Danger thickened the air. Nobody moved. Sano thought the shogun was at long last about to learn what was going on. Everyone waited in suspense for Lord Matsudaira’s answer.

“I don’t know, Honorable Cousin,” Lord Matsudaira said smoothly. “Lord Mori was mistaken about the part of his tale that had to do with me.”

“Oh.” The shogun nodded as if he preferred this simple explanation to a more complicated, truthful, and disturbing one.

“Then he could also have been mistaken about the part that had to do with my wife and myself,” Sano pointed out.

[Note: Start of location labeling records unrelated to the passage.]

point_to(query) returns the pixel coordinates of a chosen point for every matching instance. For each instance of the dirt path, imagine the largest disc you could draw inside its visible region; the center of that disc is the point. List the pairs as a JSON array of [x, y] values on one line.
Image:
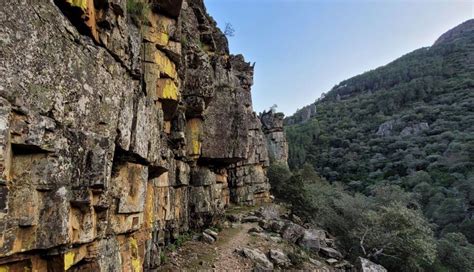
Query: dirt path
[[227, 259], [220, 256]]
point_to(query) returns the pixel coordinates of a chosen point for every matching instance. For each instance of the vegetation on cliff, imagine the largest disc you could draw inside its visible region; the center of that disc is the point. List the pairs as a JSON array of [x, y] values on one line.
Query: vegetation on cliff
[[406, 131]]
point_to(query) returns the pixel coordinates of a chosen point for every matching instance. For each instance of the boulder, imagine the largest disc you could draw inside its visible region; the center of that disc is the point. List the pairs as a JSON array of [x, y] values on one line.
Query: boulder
[[255, 229], [261, 261], [212, 233], [312, 239], [208, 238], [364, 265], [331, 252], [292, 232], [277, 225], [279, 258], [250, 219]]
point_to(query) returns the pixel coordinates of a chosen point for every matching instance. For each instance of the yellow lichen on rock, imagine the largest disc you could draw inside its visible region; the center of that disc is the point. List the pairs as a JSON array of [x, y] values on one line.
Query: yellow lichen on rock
[[166, 66], [135, 258], [152, 35], [88, 10], [78, 3], [69, 260], [193, 134], [167, 89]]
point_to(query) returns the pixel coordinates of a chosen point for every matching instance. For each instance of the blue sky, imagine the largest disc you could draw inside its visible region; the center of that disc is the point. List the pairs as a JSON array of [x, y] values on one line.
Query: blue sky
[[304, 47]]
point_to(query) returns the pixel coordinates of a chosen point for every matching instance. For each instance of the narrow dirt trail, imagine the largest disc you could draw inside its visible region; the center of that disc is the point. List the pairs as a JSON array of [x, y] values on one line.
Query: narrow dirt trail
[[227, 259]]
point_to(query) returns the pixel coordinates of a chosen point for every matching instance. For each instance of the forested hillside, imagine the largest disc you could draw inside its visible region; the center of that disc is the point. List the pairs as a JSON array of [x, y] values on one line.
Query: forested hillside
[[408, 124]]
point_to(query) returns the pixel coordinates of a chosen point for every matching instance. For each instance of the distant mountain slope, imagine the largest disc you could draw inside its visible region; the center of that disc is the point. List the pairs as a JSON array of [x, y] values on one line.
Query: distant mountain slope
[[410, 122]]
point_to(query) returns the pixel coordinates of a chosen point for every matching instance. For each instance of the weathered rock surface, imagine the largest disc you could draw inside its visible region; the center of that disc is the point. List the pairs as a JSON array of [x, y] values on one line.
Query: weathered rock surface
[[279, 258], [275, 135], [364, 265], [261, 261], [118, 132]]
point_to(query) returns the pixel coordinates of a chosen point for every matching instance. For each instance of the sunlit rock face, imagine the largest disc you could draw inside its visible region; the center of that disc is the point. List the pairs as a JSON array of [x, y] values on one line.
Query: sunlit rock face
[[272, 126], [121, 126]]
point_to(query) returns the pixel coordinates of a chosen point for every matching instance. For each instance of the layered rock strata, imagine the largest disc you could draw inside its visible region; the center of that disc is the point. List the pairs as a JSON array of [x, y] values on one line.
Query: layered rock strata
[[272, 126], [122, 124]]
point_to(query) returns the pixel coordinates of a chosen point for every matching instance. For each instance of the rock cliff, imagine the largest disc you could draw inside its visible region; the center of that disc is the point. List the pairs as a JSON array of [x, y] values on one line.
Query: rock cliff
[[122, 124], [272, 125]]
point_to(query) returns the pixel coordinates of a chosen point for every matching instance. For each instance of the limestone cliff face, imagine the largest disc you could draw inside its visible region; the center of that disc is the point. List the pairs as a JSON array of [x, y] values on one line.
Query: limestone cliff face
[[120, 127], [272, 126]]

“Perhaps.” Lord Matsudaira fixed a hostile stare on Sano. “But perhaps not.”

Sano saw that even if Lord Matsudaira suspected the medium was a fraud, he was so insecure that he was ready to distrust Sano.

“Does this mean that not only did Lady Reiko kill Lord Mori, but Chamberlain Sano is plotting to take over the country from me?” Horror filled the shogun’s expression.

Before the seance, Sano had thought things couldn’t get worse; yet now he, as well as Reiko, had been implicated in the murder. “No, Your Excellency,” he said with calm, controlled sincerity, “because she didn’t and I’m not.”

“He’s lying,” Hoshina rushed to say. “He’s ambitious to seize power, and he sent his wife to do his dirty work for him.”

“Chamberlain Sano has built up a huge personal army during the past few years,” Torai said. “What is it for, if not to overthrow Your Excellency?”

The shogun looked at Sano with fearful loathing. “I thought you were my friend. How could you betray me like this?”

“I haven’t,” Sano insisted. “I maintain those troops to keep order and help me run the government for you.”

Pushed further onto the defensive, he launched a counterattack at Hoshina: “A few moments ago you were all in favor of believing Lady Mori’s story about the murder. Now you’ve jumped onto the medium’s story, which completely contradicts it. How can you justify that?”

Hoshina grinned. “I like the medium’s story better.”

That it incriminated Sano certainly benefited Hoshina’s campaign against him. Sano said, “There’s no evidence to support it.”

“Indeed there is,” Lord Matsudaira said with dark satisfaction. “Her version of Lord Mori fits the man I knew-a timid, weak soul.”

“You may have known Lord Mori, but you weren’t present at his murder,” Sano reminded him. “You can’t verify the critical part of the medium’s tale.”

“Well, then,” the shogun said, eager to think that Sano had not betrayed him and he hadn’t been a fool to trust Sano.

“There’s enough truth to the medium’s tale for us to be concerned about Chamberlain Sano’s loyalty,” Lord Matsudaira said. “We can’t take the chance that he’s planning to overthrow you. The Tokugawa regime has lasted ninety-five years because it’s always been quick to crush any potential threat. I recommend that you put Chamberlain Sano and his wife to death.”